There’s a scene in The Aviator where he and Katherine Hepburn (played by Cate Blanchett) discuss the ways of men and women in a Darwinian context. Hepburn was an atheist. Here’s their conversion as they play a round of golf:
Hepburn: “Heard you were wooing Ginger Rogers. What about that?”
Hughes: “Ah, she’s, uh, just a friend.”
Hepburn: “Ha! Men can’t be friends with women, Howard. They must possess them or leave them be. It’s a primitive urge from caveman days. . . . It’s all in Darwin. Hunt the flesh, kill the flesh, eat the flesh. That’s the . . . male sex all over.”
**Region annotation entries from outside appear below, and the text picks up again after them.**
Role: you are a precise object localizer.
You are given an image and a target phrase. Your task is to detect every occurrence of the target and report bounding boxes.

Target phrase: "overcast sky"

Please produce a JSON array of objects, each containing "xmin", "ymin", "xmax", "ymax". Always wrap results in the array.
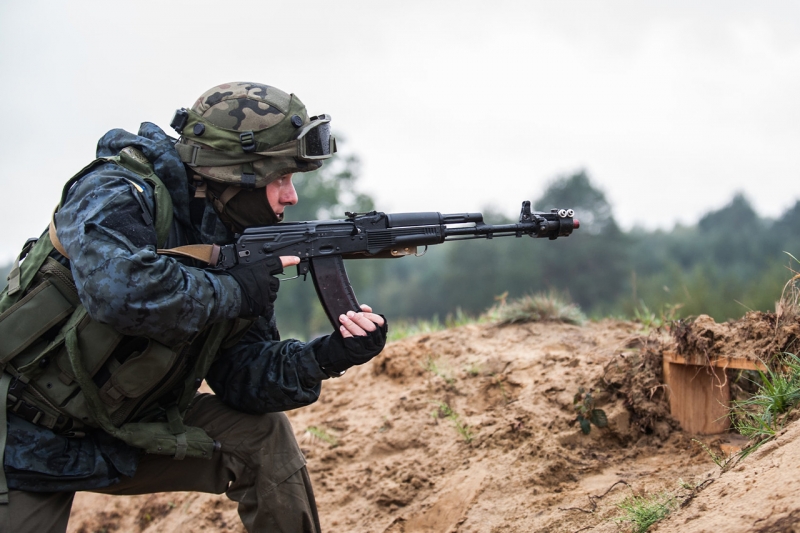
[{"xmin": 0, "ymin": 0, "xmax": 800, "ymax": 262}]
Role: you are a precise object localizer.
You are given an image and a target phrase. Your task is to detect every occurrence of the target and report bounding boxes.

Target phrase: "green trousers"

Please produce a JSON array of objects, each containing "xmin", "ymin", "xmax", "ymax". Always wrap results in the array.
[{"xmin": 0, "ymin": 394, "xmax": 320, "ymax": 533}]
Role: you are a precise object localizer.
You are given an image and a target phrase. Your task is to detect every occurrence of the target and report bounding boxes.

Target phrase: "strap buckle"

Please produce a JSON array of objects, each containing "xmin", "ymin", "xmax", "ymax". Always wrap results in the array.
[
  {"xmin": 239, "ymin": 131, "xmax": 256, "ymax": 152},
  {"xmin": 169, "ymin": 107, "xmax": 189, "ymax": 133}
]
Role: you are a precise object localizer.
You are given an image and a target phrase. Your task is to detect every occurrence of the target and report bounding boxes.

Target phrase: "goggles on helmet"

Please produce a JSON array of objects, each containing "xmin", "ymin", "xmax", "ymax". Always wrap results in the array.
[
  {"xmin": 173, "ymin": 109, "xmax": 336, "ymax": 166},
  {"xmin": 296, "ymin": 115, "xmax": 336, "ymax": 161}
]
Hunt . . . kill . . . eat. Are there any moral distinctions in what evolved “bags of meat and bones” can hunt, kill, and eat?
Later in the film, when Hepburn finds out that Hughes has been seeing other women, she turns on him. Hughes throws the earlier Darwin reference back at her.
“You’re the one that said that all men are predators. I mean, it’s all in Darwin, remember?”
Exactly! But Hepburn did not like the implications of her atheistic worldview when it was applied consistently to her.
Once a person goes down the atheist road, there is no way to account for goodness or to make distinctions between good and evil.